Last week I was in the Balkans, visiting a Baptist church and participating as part of their celebrations for the 500th anniversary of the Reformation. The pastor of the church had invited my colleague and I to address the question of what role the Anabaptists had in the Reformation.
We were staying with Dragan* and his wife Nada* in their apartment in the city. They are a charismatic couple who have dedicated their lives to Christian ministry and serving the church. They have been with this church in the city for at least ten years and they are catalysts for growth and change both within this church and more widely as influential leaders in the Balkan area.

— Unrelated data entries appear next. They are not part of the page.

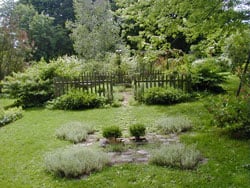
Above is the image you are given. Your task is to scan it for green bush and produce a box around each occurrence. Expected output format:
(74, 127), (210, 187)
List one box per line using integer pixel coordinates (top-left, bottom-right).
(49, 90), (104, 110)
(3, 62), (56, 108)
(149, 144), (201, 169)
(0, 108), (23, 126)
(56, 122), (94, 143)
(45, 146), (110, 177)
(143, 87), (190, 104)
(191, 60), (225, 93)
(206, 96), (250, 138)
(105, 142), (128, 152)
(102, 125), (122, 139)
(155, 116), (193, 134)
(129, 123), (146, 140)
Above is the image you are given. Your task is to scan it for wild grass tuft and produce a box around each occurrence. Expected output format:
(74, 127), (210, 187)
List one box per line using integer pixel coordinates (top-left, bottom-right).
(56, 122), (94, 143)
(155, 116), (193, 134)
(150, 144), (201, 169)
(45, 146), (109, 177)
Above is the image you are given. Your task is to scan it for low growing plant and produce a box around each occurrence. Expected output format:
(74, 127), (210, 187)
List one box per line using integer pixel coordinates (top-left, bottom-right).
(191, 59), (225, 93)
(206, 96), (250, 138)
(106, 143), (127, 152)
(102, 125), (122, 140)
(49, 90), (104, 110)
(143, 87), (190, 105)
(0, 107), (23, 126)
(129, 123), (146, 141)
(45, 146), (110, 177)
(56, 122), (94, 143)
(155, 116), (193, 134)
(149, 144), (201, 169)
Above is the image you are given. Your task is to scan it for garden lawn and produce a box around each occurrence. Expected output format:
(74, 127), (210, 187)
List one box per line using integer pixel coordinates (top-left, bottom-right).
(0, 99), (250, 188)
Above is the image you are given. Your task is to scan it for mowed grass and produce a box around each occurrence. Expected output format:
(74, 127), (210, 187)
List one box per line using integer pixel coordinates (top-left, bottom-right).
(0, 99), (250, 188)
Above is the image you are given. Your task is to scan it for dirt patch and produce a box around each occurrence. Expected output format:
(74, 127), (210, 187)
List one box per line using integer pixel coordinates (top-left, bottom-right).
(77, 133), (180, 165)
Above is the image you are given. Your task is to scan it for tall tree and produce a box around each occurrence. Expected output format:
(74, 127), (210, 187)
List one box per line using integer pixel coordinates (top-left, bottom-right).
(68, 0), (121, 59)
(116, 0), (246, 56)
(225, 28), (250, 96)
(12, 4), (72, 61)
(18, 0), (75, 59)
(0, 0), (30, 80)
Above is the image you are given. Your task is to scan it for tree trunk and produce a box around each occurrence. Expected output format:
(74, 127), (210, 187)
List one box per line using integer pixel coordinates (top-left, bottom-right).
(236, 53), (250, 97)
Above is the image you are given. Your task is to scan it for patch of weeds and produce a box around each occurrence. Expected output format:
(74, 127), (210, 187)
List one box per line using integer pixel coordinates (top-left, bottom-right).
(129, 123), (146, 141)
(150, 144), (201, 169)
(155, 116), (193, 134)
(56, 122), (95, 143)
(45, 146), (110, 178)
(105, 143), (128, 152)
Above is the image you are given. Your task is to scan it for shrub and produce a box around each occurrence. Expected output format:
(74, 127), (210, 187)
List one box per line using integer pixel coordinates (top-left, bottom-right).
(206, 96), (250, 138)
(56, 122), (94, 143)
(50, 90), (103, 110)
(45, 146), (109, 177)
(3, 62), (56, 108)
(106, 143), (127, 152)
(129, 123), (146, 140)
(191, 60), (225, 93)
(0, 108), (23, 126)
(102, 125), (122, 139)
(149, 144), (201, 169)
(155, 116), (193, 134)
(143, 87), (190, 104)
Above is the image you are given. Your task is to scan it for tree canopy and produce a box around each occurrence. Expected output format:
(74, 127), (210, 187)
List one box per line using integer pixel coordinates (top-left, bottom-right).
(68, 0), (121, 59)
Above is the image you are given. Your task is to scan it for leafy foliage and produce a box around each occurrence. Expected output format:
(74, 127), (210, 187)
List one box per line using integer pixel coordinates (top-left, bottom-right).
(155, 116), (193, 134)
(67, 0), (120, 59)
(191, 59), (225, 93)
(129, 123), (146, 140)
(102, 125), (122, 139)
(3, 62), (56, 108)
(56, 122), (94, 143)
(206, 96), (250, 138)
(150, 144), (201, 169)
(13, 0), (74, 61)
(0, 107), (23, 127)
(50, 90), (103, 110)
(143, 87), (189, 105)
(116, 0), (243, 57)
(45, 146), (109, 177)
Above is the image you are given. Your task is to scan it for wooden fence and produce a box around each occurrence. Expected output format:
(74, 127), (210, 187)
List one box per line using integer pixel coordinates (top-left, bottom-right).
(133, 72), (191, 99)
(54, 72), (191, 98)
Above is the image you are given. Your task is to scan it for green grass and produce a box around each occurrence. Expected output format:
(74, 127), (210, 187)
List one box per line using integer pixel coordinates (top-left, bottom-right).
(0, 81), (250, 188)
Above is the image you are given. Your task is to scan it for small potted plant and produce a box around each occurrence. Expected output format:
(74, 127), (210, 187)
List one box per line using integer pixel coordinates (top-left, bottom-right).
(129, 123), (146, 141)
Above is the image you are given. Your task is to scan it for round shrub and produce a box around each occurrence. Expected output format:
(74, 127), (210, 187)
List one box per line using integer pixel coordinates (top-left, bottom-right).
(143, 87), (190, 104)
(0, 107), (23, 127)
(50, 90), (103, 110)
(129, 123), (146, 140)
(102, 125), (122, 139)
(191, 59), (225, 93)
(56, 122), (94, 143)
(45, 146), (110, 177)
(205, 95), (250, 138)
(149, 144), (201, 169)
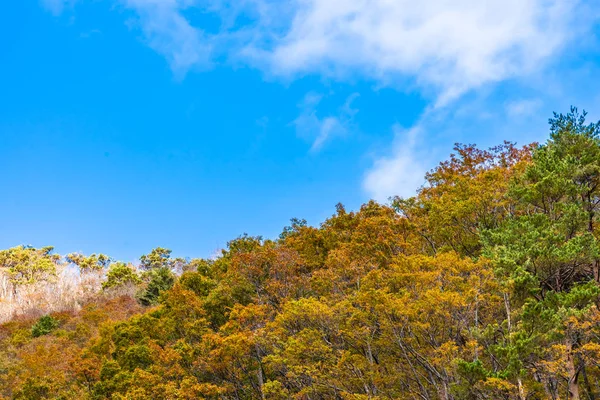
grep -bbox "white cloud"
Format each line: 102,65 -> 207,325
263,0 -> 577,104
121,0 -> 213,77
363,125 -> 431,202
292,92 -> 358,153
41,0 -> 76,15
506,99 -> 543,117
44,0 -> 593,101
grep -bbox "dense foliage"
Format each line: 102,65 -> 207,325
0,109 -> 600,400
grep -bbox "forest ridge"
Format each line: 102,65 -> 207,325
0,108 -> 600,400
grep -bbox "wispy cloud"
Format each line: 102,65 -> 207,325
292,92 -> 358,153
363,125 -> 432,202
44,0 -> 593,100
121,0 -> 213,77
506,99 -> 542,117
41,0 -> 76,15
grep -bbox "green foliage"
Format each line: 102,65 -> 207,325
0,109 -> 600,400
138,267 -> 175,306
0,246 -> 60,285
31,315 -> 59,338
102,262 -> 142,289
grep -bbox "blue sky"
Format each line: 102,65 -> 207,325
0,0 -> 600,260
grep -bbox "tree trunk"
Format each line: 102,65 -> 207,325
565,338 -> 579,400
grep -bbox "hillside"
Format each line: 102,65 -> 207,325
0,109 -> 600,400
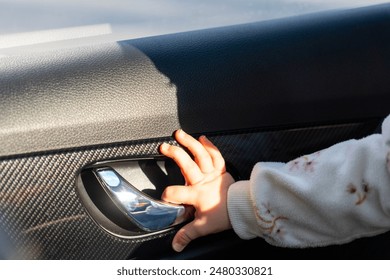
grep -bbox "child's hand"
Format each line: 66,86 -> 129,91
160,130 -> 234,252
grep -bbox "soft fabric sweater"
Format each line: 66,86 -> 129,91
228,115 -> 390,247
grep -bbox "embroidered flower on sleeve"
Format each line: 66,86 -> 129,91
347,180 -> 371,205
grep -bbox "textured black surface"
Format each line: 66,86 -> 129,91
0,120 -> 381,259
0,4 -> 390,156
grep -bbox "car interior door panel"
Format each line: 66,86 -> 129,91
0,4 -> 390,259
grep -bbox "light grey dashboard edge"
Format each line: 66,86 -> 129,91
0,4 -> 390,157
0,43 -> 179,156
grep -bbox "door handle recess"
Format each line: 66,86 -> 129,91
93,167 -> 189,232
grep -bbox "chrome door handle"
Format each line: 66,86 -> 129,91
93,167 -> 190,232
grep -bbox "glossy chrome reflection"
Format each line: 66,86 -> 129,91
94,167 -> 188,232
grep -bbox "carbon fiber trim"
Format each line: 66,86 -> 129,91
0,120 -> 380,259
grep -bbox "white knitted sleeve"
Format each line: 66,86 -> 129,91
228,116 -> 390,247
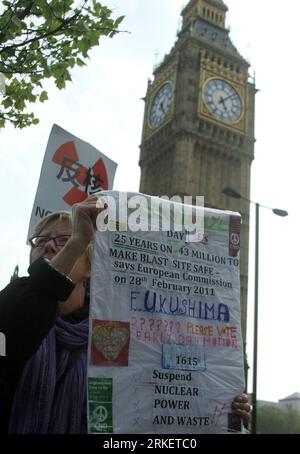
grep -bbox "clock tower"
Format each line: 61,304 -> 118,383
139,0 -> 256,348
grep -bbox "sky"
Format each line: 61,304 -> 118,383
0,0 -> 300,401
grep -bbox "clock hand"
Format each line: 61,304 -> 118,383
159,101 -> 166,113
219,93 -> 236,104
219,96 -> 228,111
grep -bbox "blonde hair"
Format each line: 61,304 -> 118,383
33,211 -> 93,264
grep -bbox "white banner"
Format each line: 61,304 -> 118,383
88,192 -> 244,434
27,125 -> 117,238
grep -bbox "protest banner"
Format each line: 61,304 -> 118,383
27,125 -> 117,238
88,191 -> 244,434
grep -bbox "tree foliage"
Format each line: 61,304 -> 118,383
257,405 -> 300,434
0,0 -> 124,128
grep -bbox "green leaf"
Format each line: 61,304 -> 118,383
39,90 -> 48,102
0,0 -> 124,128
76,57 -> 86,66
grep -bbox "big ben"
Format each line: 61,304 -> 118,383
140,0 -> 256,352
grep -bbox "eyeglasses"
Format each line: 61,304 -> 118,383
28,235 -> 71,248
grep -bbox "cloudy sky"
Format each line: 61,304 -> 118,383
0,0 -> 300,400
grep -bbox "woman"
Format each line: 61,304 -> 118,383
0,196 -> 99,433
0,196 -> 250,433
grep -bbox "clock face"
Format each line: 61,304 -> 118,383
203,79 -> 243,123
149,82 -> 173,129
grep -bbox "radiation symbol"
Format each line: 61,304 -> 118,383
91,405 -> 108,431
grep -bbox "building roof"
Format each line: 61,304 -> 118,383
279,393 -> 300,402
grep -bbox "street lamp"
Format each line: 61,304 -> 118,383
223,187 -> 288,434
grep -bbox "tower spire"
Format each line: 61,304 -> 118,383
181,0 -> 228,29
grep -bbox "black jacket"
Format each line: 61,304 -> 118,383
0,258 -> 74,433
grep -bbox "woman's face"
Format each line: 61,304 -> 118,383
30,219 -> 90,283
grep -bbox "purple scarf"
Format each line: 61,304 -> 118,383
9,319 -> 88,434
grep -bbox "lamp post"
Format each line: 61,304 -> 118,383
223,187 -> 288,434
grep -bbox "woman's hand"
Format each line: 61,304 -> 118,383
231,394 -> 251,427
72,195 -> 100,245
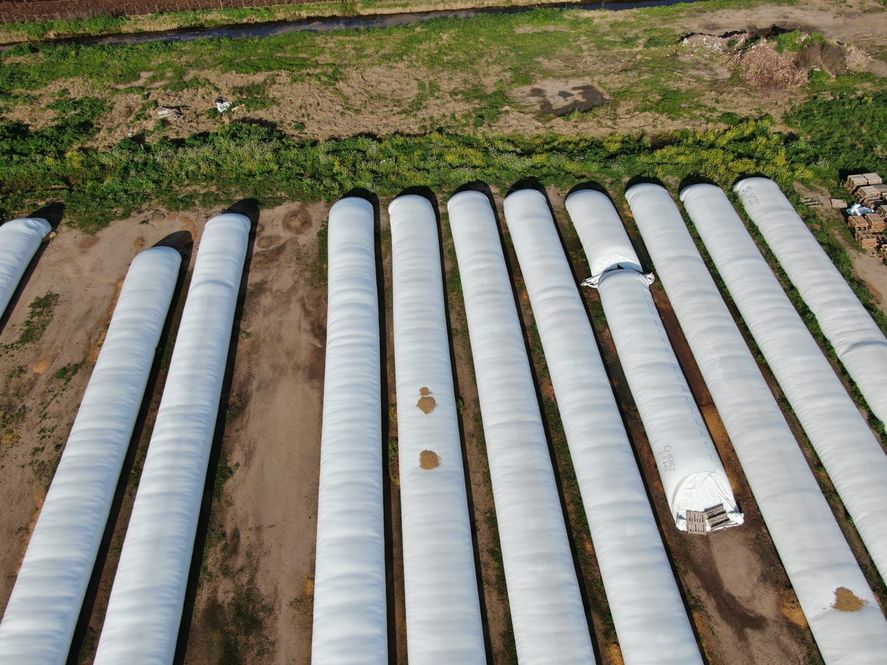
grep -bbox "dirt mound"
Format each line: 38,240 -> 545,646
416,387 -> 437,416
795,42 -> 847,76
736,44 -> 807,90
681,31 -> 755,53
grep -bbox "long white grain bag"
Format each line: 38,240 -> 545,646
311,197 -> 388,665
734,178 -> 887,426
0,217 -> 52,316
681,185 -> 887,577
0,247 -> 182,665
505,189 -> 702,665
626,184 -> 887,665
447,191 -> 595,665
566,190 -> 742,531
388,195 -> 486,665
95,213 -> 251,665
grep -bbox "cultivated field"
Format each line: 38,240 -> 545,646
0,0 -> 887,665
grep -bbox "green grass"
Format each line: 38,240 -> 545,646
3,291 -> 59,351
6,88 -> 887,231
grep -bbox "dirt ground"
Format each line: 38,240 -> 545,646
0,180 -> 887,665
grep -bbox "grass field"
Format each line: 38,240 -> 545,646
0,0 -> 887,230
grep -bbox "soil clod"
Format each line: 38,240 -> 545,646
419,450 -> 440,471
416,386 -> 437,416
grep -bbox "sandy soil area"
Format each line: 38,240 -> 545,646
0,183 -> 887,665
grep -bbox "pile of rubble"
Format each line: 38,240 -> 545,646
833,173 -> 887,261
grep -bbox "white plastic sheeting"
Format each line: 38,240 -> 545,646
681,185 -> 887,577
388,195 -> 486,665
626,184 -> 887,665
0,246 -> 181,665
735,178 -> 887,426
447,191 -> 595,665
505,190 -> 702,665
311,197 -> 388,665
0,217 -> 52,316
566,190 -> 742,531
95,213 -> 250,665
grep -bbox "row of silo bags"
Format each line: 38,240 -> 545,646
313,180 -> 887,665
0,213 -> 252,665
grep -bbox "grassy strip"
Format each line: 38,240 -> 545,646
0,93 -> 887,231
0,0 -> 796,44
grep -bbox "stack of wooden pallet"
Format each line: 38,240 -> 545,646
846,173 -> 887,255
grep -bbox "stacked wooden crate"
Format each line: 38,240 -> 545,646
845,173 -> 887,255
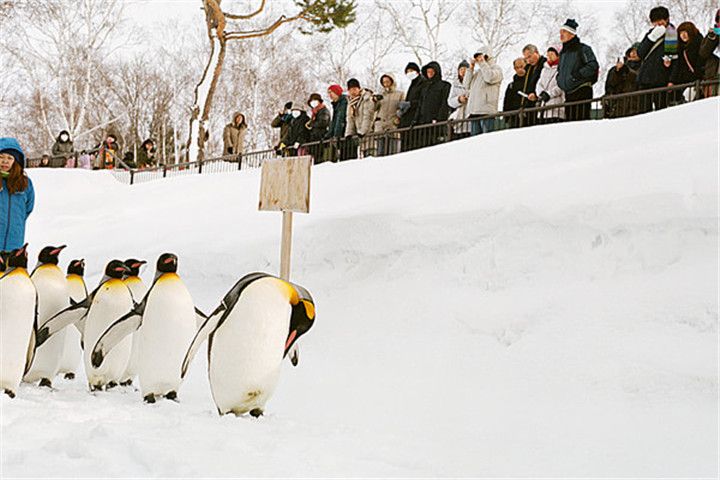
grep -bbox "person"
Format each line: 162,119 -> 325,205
399,62 -> 425,152
700,9 -> 720,98
520,44 -> 547,125
448,60 -> 470,140
50,130 -> 75,165
532,46 -> 565,123
305,93 -> 330,164
603,46 -> 640,118
223,112 -> 247,162
281,107 -> 310,157
96,134 -> 120,169
323,83 -> 347,162
373,73 -> 405,156
270,102 -> 292,150
638,7 -> 676,112
463,46 -> 503,135
558,18 -> 600,121
0,137 -> 35,252
503,57 -> 527,128
137,138 -> 156,169
345,78 -> 375,158
668,22 -> 705,101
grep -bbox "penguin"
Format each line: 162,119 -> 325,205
0,244 -> 38,398
181,273 -> 315,417
92,253 -> 205,403
120,258 -> 147,387
23,245 -> 70,388
59,259 -> 88,380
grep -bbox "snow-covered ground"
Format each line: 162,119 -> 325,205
0,99 -> 719,477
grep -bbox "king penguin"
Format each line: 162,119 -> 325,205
59,259 -> 88,380
92,253 -> 205,403
120,258 -> 147,387
0,245 -> 37,398
23,245 -> 70,387
182,273 -> 315,417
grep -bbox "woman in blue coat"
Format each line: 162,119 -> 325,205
0,138 -> 35,252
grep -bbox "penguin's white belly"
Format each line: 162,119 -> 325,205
0,272 -> 35,392
83,280 -> 132,385
209,282 -> 291,414
59,279 -> 87,373
122,279 -> 147,382
135,277 -> 197,396
23,266 -> 70,382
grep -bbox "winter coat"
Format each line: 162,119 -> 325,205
345,88 -> 375,137
223,112 -> 247,155
400,75 -> 425,128
306,103 -> 330,142
603,62 -> 640,118
463,58 -> 503,115
415,62 -> 451,125
518,55 -> 547,108
503,74 -> 527,112
670,34 -> 705,85
700,30 -> 720,80
373,73 -> 405,133
326,95 -> 347,138
284,111 -> 310,147
50,130 -> 75,158
535,62 -> 565,118
637,29 -> 677,89
270,113 -> 292,145
558,37 -> 600,94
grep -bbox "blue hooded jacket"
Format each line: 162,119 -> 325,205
0,138 -> 35,251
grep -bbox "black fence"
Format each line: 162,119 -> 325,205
29,80 -> 720,185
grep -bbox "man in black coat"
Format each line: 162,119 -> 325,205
558,18 -> 600,122
638,7 -> 676,112
399,62 -> 425,152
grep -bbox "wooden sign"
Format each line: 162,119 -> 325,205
259,156 -> 312,213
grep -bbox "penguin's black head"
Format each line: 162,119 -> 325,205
38,245 -> 67,265
105,260 -> 130,280
125,258 -> 147,277
68,259 -> 85,277
6,243 -> 27,269
157,253 -> 177,273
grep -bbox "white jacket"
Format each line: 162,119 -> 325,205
463,58 -> 502,116
535,62 -> 565,118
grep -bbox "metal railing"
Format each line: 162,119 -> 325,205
25,80 -> 720,185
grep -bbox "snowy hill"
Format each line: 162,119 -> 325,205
0,99 -> 719,477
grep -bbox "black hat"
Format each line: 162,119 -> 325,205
405,62 -> 420,73
560,18 -> 578,35
650,7 -> 670,22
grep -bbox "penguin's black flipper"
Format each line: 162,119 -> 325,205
90,302 -> 145,368
36,297 -> 92,347
180,303 -> 227,378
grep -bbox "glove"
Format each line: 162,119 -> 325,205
648,25 -> 665,42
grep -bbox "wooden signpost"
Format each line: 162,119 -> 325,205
259,156 -> 312,281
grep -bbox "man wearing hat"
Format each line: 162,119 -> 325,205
558,18 -> 600,121
0,137 -> 35,253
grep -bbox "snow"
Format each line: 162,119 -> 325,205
0,99 -> 719,477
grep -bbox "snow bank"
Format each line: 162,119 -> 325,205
0,99 -> 719,477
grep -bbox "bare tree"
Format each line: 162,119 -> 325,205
376,0 -> 459,65
188,0 -> 355,160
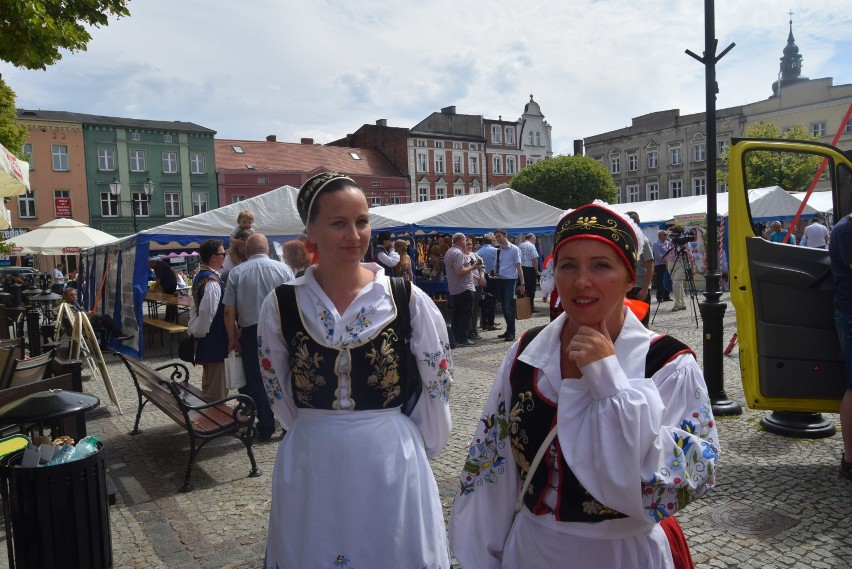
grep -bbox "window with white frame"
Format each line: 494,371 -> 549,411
669,146 -> 683,166
645,150 -> 658,169
189,152 -> 207,174
98,148 -> 115,172
163,152 -> 177,174
192,192 -> 207,215
50,144 -> 68,172
163,192 -> 182,217
645,182 -> 660,201
130,150 -> 146,172
506,156 -> 518,176
627,152 -> 639,172
435,152 -> 445,174
669,180 -> 683,198
101,192 -> 118,217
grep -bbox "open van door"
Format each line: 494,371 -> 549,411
728,139 -> 852,413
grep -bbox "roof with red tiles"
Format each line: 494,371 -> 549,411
214,139 -> 403,177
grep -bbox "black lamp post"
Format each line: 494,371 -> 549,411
109,177 -> 154,234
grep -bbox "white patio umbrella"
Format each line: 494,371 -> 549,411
9,218 -> 118,256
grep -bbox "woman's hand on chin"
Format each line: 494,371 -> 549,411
567,321 -> 615,368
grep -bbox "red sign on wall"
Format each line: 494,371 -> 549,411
53,198 -> 71,217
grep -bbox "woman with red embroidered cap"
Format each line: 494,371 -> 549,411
258,172 -> 452,569
450,204 -> 719,569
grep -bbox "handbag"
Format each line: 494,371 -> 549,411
225,352 -> 246,389
390,277 -> 422,415
178,336 -> 198,364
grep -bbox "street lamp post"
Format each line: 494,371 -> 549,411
109,177 -> 154,235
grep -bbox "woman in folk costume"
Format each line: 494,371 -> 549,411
450,205 -> 719,569
258,172 -> 452,569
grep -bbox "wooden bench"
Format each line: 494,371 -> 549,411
142,316 -> 187,357
119,354 -> 261,492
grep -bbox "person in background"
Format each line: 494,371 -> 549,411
518,233 -> 539,312
258,172 -> 452,568
187,239 -> 228,401
828,214 -> 852,481
449,204 -> 719,569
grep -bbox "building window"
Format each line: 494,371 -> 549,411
130,150 -> 146,172
163,192 -> 182,217
98,148 -> 115,172
18,192 -> 36,218
50,144 -> 68,172
453,154 -> 462,174
669,180 -> 683,198
163,152 -> 177,174
645,182 -> 660,201
23,144 -> 35,170
435,152 -> 444,174
192,193 -> 207,215
669,146 -> 683,166
101,192 -> 118,217
645,150 -> 657,168
627,153 -> 639,172
189,153 -> 207,174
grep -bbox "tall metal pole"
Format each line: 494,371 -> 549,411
686,0 -> 743,415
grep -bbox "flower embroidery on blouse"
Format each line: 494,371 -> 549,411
367,328 -> 400,407
292,332 -> 325,407
459,401 -> 509,495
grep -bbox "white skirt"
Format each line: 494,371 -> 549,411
265,408 -> 450,569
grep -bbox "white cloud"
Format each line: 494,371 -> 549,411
0,0 -> 852,153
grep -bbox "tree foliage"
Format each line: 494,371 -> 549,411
0,0 -> 130,69
510,156 -> 618,209
719,122 -> 822,192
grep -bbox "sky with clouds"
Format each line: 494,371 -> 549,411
0,0 -> 852,154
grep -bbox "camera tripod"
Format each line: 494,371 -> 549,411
651,245 -> 698,328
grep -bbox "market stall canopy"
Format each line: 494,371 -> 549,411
8,218 -> 117,256
370,188 -> 562,234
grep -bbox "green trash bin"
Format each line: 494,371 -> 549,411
0,443 -> 113,569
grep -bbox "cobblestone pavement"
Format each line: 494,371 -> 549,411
0,294 -> 852,569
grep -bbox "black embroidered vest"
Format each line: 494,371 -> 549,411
275,284 -> 407,411
509,326 -> 691,522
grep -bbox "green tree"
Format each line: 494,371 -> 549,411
510,156 -> 618,209
0,0 -> 130,69
717,122 -> 822,192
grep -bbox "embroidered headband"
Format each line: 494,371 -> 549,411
296,172 -> 358,225
553,204 -> 638,280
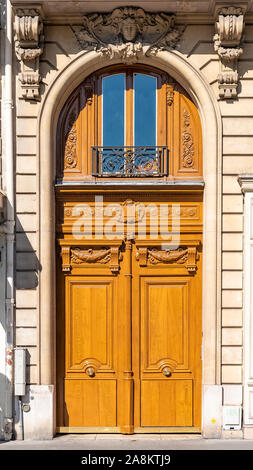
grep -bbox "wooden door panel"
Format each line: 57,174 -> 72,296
141,379 -> 193,427
141,277 -> 189,375
65,379 -> 117,427
66,276 -> 113,374
64,275 -> 117,427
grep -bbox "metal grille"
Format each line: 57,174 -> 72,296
92,146 -> 168,177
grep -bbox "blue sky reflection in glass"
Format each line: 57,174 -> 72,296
134,73 -> 157,146
103,73 -> 125,147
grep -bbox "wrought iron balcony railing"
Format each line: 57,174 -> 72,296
92,146 -> 169,177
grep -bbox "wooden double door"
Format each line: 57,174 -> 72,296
57,191 -> 202,433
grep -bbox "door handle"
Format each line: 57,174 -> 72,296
163,367 -> 171,377
86,367 -> 95,377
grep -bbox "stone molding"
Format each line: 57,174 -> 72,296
237,174 -> 253,426
72,7 -> 184,64
213,6 -> 244,99
237,174 -> 253,194
14,5 -> 44,100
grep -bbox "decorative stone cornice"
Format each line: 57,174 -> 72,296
14,5 -> 44,100
214,6 -> 244,99
72,7 -> 184,64
237,174 -> 253,194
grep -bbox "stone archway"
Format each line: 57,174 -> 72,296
38,47 -> 221,437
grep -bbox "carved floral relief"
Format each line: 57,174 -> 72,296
72,7 -> 184,64
182,109 -> 194,168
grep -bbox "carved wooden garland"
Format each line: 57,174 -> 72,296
61,246 -> 122,273
136,247 -> 199,274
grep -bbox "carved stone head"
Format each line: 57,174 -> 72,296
121,17 -> 138,42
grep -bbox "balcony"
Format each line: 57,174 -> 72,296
92,146 -> 169,178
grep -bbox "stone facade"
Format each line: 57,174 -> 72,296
1,1 -> 253,438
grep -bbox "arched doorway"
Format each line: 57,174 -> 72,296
56,65 -> 203,433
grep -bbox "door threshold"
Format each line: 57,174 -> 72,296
56,426 -> 201,436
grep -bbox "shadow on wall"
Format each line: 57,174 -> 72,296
15,214 -> 42,289
0,374 -> 10,444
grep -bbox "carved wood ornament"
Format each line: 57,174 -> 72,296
136,247 -> 198,274
61,246 -> 122,274
214,6 -> 244,99
14,7 -> 44,100
72,7 -> 184,64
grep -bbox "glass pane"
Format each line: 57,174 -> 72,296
103,73 -> 125,146
134,73 -> 156,146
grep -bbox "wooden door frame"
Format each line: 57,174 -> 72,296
37,51 -> 222,437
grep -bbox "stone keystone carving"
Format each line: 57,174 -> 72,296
214,6 -> 244,99
14,8 -> 44,100
72,7 -> 184,64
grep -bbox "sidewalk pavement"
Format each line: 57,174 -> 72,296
0,434 -> 253,450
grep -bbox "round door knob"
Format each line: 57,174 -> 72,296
86,367 -> 95,377
163,367 -> 171,377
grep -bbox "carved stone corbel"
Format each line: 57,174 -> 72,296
14,5 -> 44,100
214,6 -> 244,99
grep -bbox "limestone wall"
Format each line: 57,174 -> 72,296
12,19 -> 253,426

One evening as we were talking, laughing and enjoying another delicious meal made by Nada, I was struck by how unlikely my sitting at their table would have been to me ten years ago. When I was studying in Prague at IBTS, I worked part-time for the European Baptist Federation (an organisation which connects, resources and supports the Baptist Unions, networks and affiliated churches of Europe and the Middle East). The EBF Conference is an annual event which brings together leaders from across this European and Middle Eastern Baptist family to spend time together, reflect theologically on issues of the day and make decisions for the future. While I was working for the EBF part of my time was spent helping to organise these conferences. I really loved these events – it was a formative part of my training for ministry: (sidenote: I wonder how frequent it is that what is not on the curriculum is the most important part of training for ministry!) to meet and worship with Christians from challenging and diverse situations; to hear prayers in many different languages, to sing (and sometimes to drink beer) with friends from Lithuania, Ukraine, Jordan, Egypt and France.
However, as a young woman training for ministry, there was a little posse of leaders that I always felt wary of: the leaders from countries or Unions that would not support women in ministry. At IBTS, I knew that some of the students with whom I was friends disagreed with women preaching and being ordained, so I had encountered disapproval before. But I didn’t want to run the risk of spontaneously breaking into a sermon near them just to irritate them; or feel cowed by their patriarchal oppression, so I left them to their conservative clique! While I am not sure whether Dragan would have been part of this group or not, at the time I had the impression that he was and therefore gave him a wide berth.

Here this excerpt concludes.